“How many Abrahams do we know?” I said. “And his name is not Abraham, it’s Ibrahim.”
“Oh. Forgive me.”
“You’re being so smart this morning.”
“I simply don’t understand the fuss, my darling Josh.”
“Guess you had to be there,” I said.
“What does he want?”
“Want? What does he want?”
“Well, you said he’s calling back. Yes, what does he want?”
“Beats me.”
“Well he wants something.”
“Come on, Joan.”
“Where’s your cynicism?” she asked.
“I don’t bring it to Atlantic City.”
“He wants something,” she said.
“I have nothing to give.”
“We all have something to give.”
Strange for her to be so cautious. More like her to be first in her sorority to date a black man (and retain her chastity until she got married), and race thoroughbreds in Virginia, and surf the waves of California and even, once, ride the back seat of a Hell’s Angels motorcycle. That was Joan.
I said, “I brought Ibrahim luck last night. Maybe that’s what I have to give.”
“You say he’s a billionaire, this Abraham...”
“Ibrahim, Joan.”
“This Ibrahim. You say he’s a billionaire--and he needs your luck.”
“Maybe I need his.”
“Aha! Now we’re talking. You want something from him. Admit it, Josh, you do.”
“I do not.”
“You do, too.” She shook her head and then posted loving eyes. “Sometimes, Josh, you’re so transparent. You can be such a boy. Men never do grow up. But then, that’s what charms the daylights out of us poor helpless women.”
“Joan, my life changed last night. That’s all.”
“Oh?” she said, flashing that brilliant smile. “But you look the same.”
There, I thought, she’s into that Main Line tease, devilishly irreverent and playful, making herself a bad girl for the delight of it, savoring the exasperation she provoked.

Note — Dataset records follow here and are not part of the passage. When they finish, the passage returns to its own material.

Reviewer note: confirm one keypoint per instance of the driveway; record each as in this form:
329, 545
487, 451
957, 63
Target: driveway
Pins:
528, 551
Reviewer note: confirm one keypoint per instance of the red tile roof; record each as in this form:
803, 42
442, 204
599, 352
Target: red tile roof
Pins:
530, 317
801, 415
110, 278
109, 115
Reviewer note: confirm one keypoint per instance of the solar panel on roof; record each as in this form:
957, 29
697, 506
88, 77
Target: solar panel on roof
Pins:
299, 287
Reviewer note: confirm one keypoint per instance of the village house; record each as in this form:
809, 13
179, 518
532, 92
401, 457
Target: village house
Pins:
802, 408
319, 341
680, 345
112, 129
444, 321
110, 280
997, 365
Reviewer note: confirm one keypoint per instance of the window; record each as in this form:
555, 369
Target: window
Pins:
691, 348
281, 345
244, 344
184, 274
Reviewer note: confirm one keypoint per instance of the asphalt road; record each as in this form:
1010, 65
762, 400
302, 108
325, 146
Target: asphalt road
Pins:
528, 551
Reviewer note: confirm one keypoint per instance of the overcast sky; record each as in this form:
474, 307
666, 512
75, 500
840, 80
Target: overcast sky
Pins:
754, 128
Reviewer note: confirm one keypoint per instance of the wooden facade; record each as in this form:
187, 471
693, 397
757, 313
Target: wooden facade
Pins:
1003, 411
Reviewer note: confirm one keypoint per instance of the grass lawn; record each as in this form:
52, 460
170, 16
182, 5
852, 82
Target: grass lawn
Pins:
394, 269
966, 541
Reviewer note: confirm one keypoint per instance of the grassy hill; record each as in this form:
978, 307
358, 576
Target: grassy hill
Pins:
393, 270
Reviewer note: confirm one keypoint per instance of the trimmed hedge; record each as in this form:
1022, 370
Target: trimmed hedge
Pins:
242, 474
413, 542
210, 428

There was also this--her fear of losing her individuality inside the man she loved. So to defend her uniqueness she rebelled, and not only against me but against anything that suggested authority. There was a story, which she never denied, that when her English professor declared Kafka an overrated talent she--this daughter of Old Money and Protestant ethics--gave him the finger.
“So do we forget the beach this afternoon?” she said.
“Why?”
“I thought we’d stay in our room and wait for Abraham to phone.”
“Not funny, Joan. But yes, I am waiting for his phone call.”
“But you don’t know why.”
“No, I don’t know why.”
“But you are expecting something exciting. Like maybe he’ll crown you prince.”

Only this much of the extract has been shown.